Editor’s Note: RFT Editor Anne Weaver and I just returned from a trip to Louisiana and there were days when the temperature and humidity were both in the 90s. Now that’s hot and sweaty. While you may not live in a place as warm as Louisiana, Chef Gisele Perez’s recipe for Pineapple Sherbet is sure to hit the spot on a warm summer afternoon.
Summer evokes memories of long, hot days, sitting in the shade on a porch or under a large tree eating something cold and sweet. For Chef Gisele Perez, summertime brings back fond memories of time spent in New Orleans.

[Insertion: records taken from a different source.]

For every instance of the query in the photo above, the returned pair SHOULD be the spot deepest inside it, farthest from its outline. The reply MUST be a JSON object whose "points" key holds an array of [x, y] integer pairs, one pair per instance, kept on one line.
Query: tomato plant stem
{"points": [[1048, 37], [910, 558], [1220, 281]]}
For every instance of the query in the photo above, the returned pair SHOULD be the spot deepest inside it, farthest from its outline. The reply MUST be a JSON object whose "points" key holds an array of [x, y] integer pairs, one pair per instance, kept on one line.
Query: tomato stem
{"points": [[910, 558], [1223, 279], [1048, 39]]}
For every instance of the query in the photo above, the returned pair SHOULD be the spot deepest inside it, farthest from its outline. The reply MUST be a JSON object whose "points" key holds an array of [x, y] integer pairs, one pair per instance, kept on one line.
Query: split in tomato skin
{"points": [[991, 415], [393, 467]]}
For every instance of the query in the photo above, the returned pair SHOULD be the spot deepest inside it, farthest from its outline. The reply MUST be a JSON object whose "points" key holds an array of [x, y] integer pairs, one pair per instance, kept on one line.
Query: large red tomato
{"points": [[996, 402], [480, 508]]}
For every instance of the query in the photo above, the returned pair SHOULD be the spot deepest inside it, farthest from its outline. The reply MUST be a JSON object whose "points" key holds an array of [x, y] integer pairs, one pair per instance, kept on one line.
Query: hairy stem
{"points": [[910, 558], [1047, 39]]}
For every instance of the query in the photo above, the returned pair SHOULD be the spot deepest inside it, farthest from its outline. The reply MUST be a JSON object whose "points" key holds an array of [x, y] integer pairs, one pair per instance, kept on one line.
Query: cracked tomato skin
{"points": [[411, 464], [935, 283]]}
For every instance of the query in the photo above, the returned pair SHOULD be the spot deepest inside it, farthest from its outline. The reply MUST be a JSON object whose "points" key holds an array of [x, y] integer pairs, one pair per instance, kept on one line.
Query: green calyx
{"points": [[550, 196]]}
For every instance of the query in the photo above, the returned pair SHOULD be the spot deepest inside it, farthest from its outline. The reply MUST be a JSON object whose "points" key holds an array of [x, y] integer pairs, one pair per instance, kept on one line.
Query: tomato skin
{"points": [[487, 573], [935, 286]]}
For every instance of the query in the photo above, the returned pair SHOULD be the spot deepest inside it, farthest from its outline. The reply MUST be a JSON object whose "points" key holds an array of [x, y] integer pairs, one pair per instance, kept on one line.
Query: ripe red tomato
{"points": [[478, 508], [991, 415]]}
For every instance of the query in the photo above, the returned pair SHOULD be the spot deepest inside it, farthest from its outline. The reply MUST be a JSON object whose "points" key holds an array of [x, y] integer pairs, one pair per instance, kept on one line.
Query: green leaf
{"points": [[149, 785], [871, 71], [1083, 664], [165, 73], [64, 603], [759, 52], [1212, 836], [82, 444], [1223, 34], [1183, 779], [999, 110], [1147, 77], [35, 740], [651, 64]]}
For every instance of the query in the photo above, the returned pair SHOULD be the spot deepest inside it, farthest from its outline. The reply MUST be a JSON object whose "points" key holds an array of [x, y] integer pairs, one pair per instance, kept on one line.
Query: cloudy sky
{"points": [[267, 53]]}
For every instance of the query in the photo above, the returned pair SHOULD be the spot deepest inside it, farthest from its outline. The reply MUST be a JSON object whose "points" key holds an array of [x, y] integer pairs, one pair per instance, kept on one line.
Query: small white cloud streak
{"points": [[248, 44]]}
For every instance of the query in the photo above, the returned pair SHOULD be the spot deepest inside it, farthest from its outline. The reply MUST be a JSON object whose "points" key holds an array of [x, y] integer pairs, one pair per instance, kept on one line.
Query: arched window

“Summers in New Orleans were steamy enough to immediately fog up my glasses when I stepped outside the air conditioned house, but there were plenty of treats to keep us cool,” Gisele explains. “Sodas were delivered by the crate load to Aunt Leticia’s house. There was also a neighborhood specialty called “huckabucks,” a fruity punch mixture frozen into paper cups, sold by one of the neighbors, and the ubiquitous New Orleans specialty, snow balls, paper cones filled with shaved ice and topped with sticky sweet syrups. But my favorite summer treat was my Aunt Leticia’s homemade pineapple sherbet. We would sit outside under a shady tree and eat this delicious dessert and feel the heat melt away.”
Recipe courtesy Chef Gisele Perez. PainPerduBlog.com
• 3½ cups crushed canned pineapple packed in juice with the juice
• 5 ounce sweetened condensed milk
• 1 teaspoon freshly squeezed lemon juice or more to taste
• 2 egg whites
• 1 pinch salt
Combine pineapple, sweetened condensed milk and lemon juice in a bowl and chill in the refrigerator for several hours.
In a separate bowl, beat the egg whites with a pinch of salt.
Take the chilled mixture from the refrigerator and fold in the beaten egg whites in three additions.
Freeze in an ice cream maker according to your machine’s directions. The sherbet will be soft. It may be served as is, or placed in a freezer to freeze harder.